I read an interesting article in the IBPA Independent, a monthly publication from the Independent Book Publishers Association of which I (RJBP) am a member.
It's all about getting your book to as many selling formats and venues as possible. In his article, Gordon Burgett calls it ancillary publishing. And this is not only for independent publishers, but authors as well.
First of all for bound books, listing through Ingram's Lightning Source division, which is a wholesaler/digital printer that is available to individuals as well as independent publishers, is imperative. It also provides fulfillment and distribution services at whatever level you wish - distribution channels are Amazon, Barnes and Noble, Baker and Taylor, and others. They are my primary wholesaler/printer at the moment until RJBP qualifies for an additional with a broader base. $$ are received on book sales after costs of printing and the discount percentage you offer to booksellers has been deducted. If you are a self-publisher, it would be to your advantage to sign on with LSI. Title setup costs vary, and it is $30 for a proof. You must have your own ISBN.

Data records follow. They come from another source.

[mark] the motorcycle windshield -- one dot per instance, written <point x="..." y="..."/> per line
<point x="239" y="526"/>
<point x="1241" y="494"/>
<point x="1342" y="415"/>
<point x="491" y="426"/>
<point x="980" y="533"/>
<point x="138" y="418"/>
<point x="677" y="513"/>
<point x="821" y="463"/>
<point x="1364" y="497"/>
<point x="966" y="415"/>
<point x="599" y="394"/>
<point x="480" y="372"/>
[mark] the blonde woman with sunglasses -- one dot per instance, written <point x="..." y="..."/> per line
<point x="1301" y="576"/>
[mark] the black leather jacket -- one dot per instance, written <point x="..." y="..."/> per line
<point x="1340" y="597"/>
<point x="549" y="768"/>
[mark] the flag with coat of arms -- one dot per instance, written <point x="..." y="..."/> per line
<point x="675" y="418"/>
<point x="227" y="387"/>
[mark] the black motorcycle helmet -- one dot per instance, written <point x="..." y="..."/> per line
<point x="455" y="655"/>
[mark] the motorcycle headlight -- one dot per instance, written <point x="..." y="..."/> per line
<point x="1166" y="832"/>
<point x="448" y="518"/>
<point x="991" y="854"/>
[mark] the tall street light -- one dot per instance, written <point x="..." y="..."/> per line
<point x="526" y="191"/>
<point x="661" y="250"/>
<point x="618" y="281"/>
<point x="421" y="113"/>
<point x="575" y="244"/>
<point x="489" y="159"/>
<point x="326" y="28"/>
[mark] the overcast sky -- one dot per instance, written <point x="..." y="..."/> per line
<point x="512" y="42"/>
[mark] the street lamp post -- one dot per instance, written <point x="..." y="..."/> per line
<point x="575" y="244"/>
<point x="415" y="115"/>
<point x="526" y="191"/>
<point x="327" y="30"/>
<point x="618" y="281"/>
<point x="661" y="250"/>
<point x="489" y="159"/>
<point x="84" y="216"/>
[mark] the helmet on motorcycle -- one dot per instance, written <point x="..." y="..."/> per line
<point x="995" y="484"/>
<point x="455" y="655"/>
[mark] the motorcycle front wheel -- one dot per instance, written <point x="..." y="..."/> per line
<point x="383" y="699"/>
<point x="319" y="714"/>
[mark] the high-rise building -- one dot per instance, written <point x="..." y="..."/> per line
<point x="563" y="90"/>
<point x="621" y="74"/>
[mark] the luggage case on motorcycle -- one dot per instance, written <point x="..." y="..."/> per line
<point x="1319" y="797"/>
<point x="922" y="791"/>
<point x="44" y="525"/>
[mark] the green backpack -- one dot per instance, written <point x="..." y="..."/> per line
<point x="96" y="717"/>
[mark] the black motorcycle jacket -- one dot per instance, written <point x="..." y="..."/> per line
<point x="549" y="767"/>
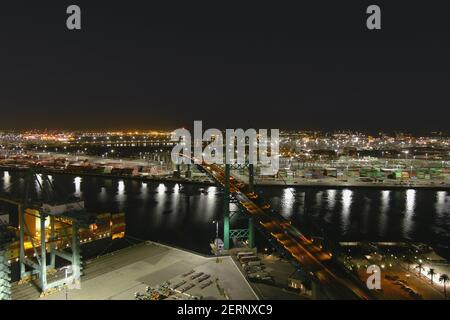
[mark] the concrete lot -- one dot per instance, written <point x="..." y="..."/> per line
<point x="118" y="276"/>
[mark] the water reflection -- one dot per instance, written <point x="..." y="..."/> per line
<point x="181" y="214"/>
<point x="144" y="190"/>
<point x="331" y="198"/>
<point x="121" y="196"/>
<point x="103" y="195"/>
<point x="385" y="197"/>
<point x="287" y="202"/>
<point x="77" y="183"/>
<point x="442" y="206"/>
<point x="38" y="184"/>
<point x="6" y="180"/>
<point x="347" y="196"/>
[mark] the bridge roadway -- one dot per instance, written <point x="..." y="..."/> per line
<point x="308" y="255"/>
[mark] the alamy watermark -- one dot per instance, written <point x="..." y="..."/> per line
<point x="237" y="147"/>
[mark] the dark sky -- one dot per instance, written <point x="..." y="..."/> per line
<point x="261" y="64"/>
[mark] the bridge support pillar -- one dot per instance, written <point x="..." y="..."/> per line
<point x="226" y="209"/>
<point x="251" y="233"/>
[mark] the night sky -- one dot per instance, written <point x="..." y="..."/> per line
<point x="261" y="64"/>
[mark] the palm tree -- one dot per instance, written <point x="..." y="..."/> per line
<point x="444" y="278"/>
<point x="431" y="273"/>
<point x="420" y="267"/>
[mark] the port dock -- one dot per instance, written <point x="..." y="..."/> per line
<point x="121" y="274"/>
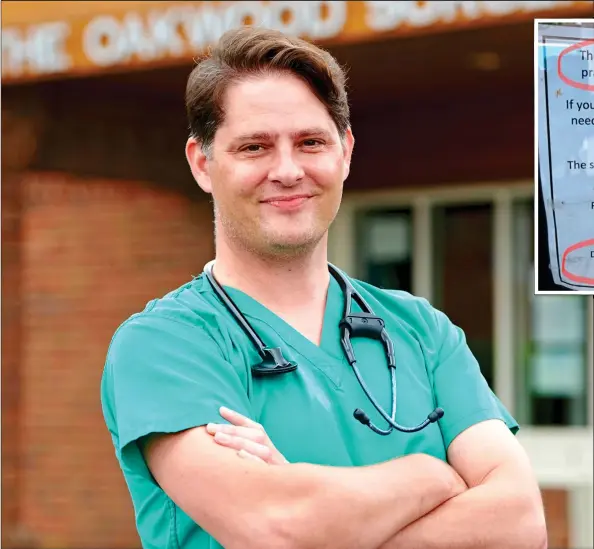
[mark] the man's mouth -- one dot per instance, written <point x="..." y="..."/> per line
<point x="287" y="202"/>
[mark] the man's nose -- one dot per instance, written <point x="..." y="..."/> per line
<point x="286" y="168"/>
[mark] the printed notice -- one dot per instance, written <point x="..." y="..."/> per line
<point x="565" y="99"/>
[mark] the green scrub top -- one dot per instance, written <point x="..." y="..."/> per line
<point x="171" y="366"/>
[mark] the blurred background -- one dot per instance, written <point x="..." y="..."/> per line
<point x="100" y="214"/>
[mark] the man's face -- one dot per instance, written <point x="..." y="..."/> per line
<point x="277" y="166"/>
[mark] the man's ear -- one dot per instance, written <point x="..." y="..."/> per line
<point x="198" y="164"/>
<point x="348" y="145"/>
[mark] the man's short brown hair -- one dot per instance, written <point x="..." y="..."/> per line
<point x="249" y="51"/>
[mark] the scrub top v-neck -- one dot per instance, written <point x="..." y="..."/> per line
<point x="171" y="367"/>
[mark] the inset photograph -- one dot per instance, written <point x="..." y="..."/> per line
<point x="564" y="87"/>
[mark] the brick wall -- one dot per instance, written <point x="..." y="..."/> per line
<point x="93" y="252"/>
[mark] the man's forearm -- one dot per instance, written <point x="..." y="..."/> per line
<point x="491" y="516"/>
<point x="364" y="507"/>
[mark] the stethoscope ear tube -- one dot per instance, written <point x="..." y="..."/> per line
<point x="273" y="361"/>
<point x="364" y="324"/>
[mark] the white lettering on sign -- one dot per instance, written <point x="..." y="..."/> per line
<point x="185" y="29"/>
<point x="381" y="16"/>
<point x="41" y="50"/>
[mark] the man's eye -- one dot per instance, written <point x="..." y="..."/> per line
<point x="253" y="148"/>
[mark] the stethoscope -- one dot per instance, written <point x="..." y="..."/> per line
<point x="364" y="324"/>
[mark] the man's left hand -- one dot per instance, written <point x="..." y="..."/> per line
<point x="246" y="436"/>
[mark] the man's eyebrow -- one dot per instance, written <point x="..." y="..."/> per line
<point x="311" y="132"/>
<point x="267" y="136"/>
<point x="255" y="136"/>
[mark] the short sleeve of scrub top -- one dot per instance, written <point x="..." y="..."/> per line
<point x="166" y="372"/>
<point x="164" y="376"/>
<point x="458" y="383"/>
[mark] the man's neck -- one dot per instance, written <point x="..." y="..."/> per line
<point x="283" y="285"/>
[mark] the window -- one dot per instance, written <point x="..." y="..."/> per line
<point x="463" y="283"/>
<point x="384" y="248"/>
<point x="551" y="341"/>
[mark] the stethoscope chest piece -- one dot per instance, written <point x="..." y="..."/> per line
<point x="274" y="363"/>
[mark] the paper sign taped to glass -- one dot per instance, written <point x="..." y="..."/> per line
<point x="566" y="149"/>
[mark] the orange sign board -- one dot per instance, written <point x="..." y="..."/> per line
<point x="48" y="39"/>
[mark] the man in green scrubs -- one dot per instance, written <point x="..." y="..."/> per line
<point x="284" y="464"/>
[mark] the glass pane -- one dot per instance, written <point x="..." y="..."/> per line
<point x="551" y="341"/>
<point x="463" y="286"/>
<point x="384" y="248"/>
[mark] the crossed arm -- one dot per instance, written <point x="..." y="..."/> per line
<point x="486" y="497"/>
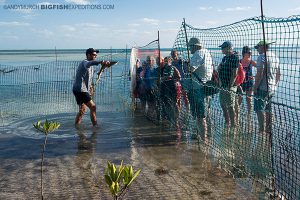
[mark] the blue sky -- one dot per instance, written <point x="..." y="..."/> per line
<point x="128" y="22"/>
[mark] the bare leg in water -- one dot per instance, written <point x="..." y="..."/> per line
<point x="82" y="109"/>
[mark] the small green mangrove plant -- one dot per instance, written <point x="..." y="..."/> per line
<point x="45" y="128"/>
<point x="119" y="180"/>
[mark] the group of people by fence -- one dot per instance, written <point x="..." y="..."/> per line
<point x="162" y="83"/>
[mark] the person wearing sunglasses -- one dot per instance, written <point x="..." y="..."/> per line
<point x="82" y="87"/>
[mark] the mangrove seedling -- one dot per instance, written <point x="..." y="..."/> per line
<point x="119" y="180"/>
<point x="45" y="128"/>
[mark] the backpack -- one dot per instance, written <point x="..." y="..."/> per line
<point x="211" y="87"/>
<point x="241" y="74"/>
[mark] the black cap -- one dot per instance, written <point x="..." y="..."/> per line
<point x="226" y="44"/>
<point x="90" y="51"/>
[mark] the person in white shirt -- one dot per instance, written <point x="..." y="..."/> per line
<point x="82" y="87"/>
<point x="266" y="80"/>
<point x="201" y="66"/>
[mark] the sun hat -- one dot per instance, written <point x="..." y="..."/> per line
<point x="262" y="43"/>
<point x="246" y="49"/>
<point x="226" y="44"/>
<point x="195" y="42"/>
<point x="91" y="50"/>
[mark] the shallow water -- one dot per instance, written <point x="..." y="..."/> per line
<point x="75" y="160"/>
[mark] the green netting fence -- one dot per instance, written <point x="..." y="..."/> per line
<point x="268" y="160"/>
<point x="272" y="160"/>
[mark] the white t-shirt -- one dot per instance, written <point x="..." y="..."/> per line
<point x="272" y="70"/>
<point x="84" y="75"/>
<point x="201" y="64"/>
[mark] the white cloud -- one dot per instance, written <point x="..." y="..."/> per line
<point x="67" y="28"/>
<point x="47" y="3"/>
<point x="89" y="25"/>
<point x="29" y="16"/>
<point x="238" y="8"/>
<point x="150" y="21"/>
<point x="9" y="36"/>
<point x="171" y="21"/>
<point x="133" y="25"/>
<point x="211" y="22"/>
<point x="205" y="8"/>
<point x="295" y="10"/>
<point x="80" y="2"/>
<point x="14" y="23"/>
<point x="44" y="33"/>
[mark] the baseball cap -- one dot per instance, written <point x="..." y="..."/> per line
<point x="90" y="51"/>
<point x="262" y="43"/>
<point x="226" y="44"/>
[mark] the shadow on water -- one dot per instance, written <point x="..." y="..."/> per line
<point x="172" y="165"/>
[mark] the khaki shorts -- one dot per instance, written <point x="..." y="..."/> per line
<point x="228" y="97"/>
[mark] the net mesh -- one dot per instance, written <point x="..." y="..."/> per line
<point x="269" y="161"/>
<point x="272" y="160"/>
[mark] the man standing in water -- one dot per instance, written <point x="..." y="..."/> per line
<point x="202" y="68"/>
<point x="82" y="87"/>
<point x="266" y="80"/>
<point x="227" y="73"/>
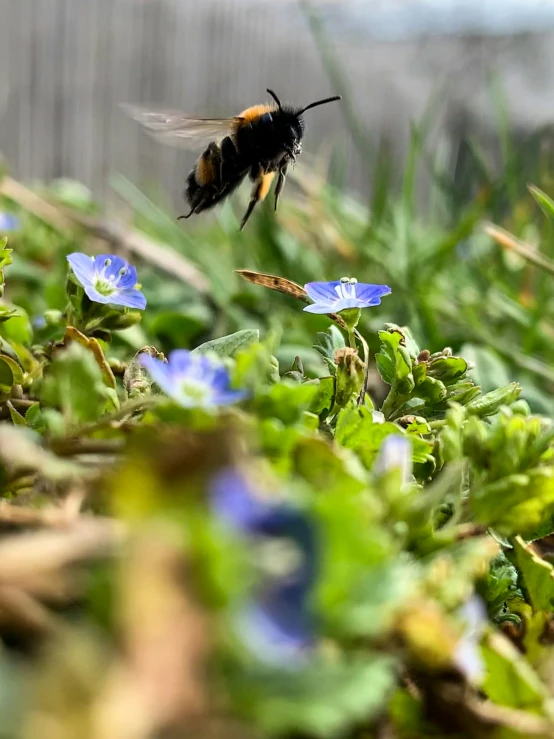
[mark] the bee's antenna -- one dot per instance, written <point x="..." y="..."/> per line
<point x="274" y="96"/>
<point x="319" y="102"/>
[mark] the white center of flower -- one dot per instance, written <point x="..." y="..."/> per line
<point x="105" y="285"/>
<point x="347" y="287"/>
<point x="108" y="284"/>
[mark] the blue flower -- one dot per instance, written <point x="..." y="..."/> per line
<point x="9" y="222"/>
<point x="192" y="380"/>
<point x="332" y="297"/>
<point x="395" y="453"/>
<point x="108" y="279"/>
<point x="277" y="623"/>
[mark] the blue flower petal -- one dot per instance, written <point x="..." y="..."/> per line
<point x="180" y="361"/>
<point x="128" y="299"/>
<point x="320" y="308"/>
<point x="321" y="292"/>
<point x="95" y="296"/>
<point x="82" y="266"/>
<point x="371" y="294"/>
<point x="129" y="279"/>
<point x="270" y="639"/>
<point x="210" y="377"/>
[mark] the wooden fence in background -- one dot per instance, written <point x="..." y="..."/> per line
<point x="66" y="64"/>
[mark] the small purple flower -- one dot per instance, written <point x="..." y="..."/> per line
<point x="277" y="624"/>
<point x="9" y="222"/>
<point x="467" y="656"/>
<point x="192" y="380"/>
<point x="395" y="453"/>
<point x="108" y="278"/>
<point x="333" y="297"/>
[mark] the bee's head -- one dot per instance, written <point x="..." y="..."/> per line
<point x="292" y="123"/>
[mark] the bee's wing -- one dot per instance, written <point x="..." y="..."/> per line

Next comes Createspace.com, a subsidiary of Amazon.com, or is it the other way around? It's smart to use them as a secondary wholesaler/printer for bound books and e-books because they will immediately put the book up on Amazon.com and will handle distribution/fulfillment/printing for you. You will also have the direct line to Kindle through Createspace. The cost is $50 per title setup on Createspace - that's for the better break on printing costs, zero otherwise. A proof usually costs around $12 including shipping. You don't need your own ISBN on Createspace, but of course if you list with LSI you'll have your own.
(Just want to add here that ebooks account for a very small percentage of the bound book sales. So getting the bound book out there is imperative.)
The article also suggests using LuLu.com for additional exposure to the extensive Lulu Marketplace that you wouldn't have otherwise. I don't use Lulu at present, but I believe I'll look into that for my clients. So, if that option is available, it's a given that I'll add them to my list of wholesalers/printers.
At this point, you'll have three companies printing your books to order and you'll have broad distribution on the Internet and books will be available to booksellers. Just by using these three sources, you need do nothing else, for they will fulfill the orders by you or by the public using their facilities.
If you are an independent publisher, it's also good to have a full-run printer as your major source of books-on-hand to sell directly to booksellers and libraries, such as McNaughton and Gunn, or Patterson Printing, or Rose Printing, or your choice of many other short/full run printers, maybe even one in your own geographical location.
So that's it for the most expedient ways to get your book out there ... more on ebooks later.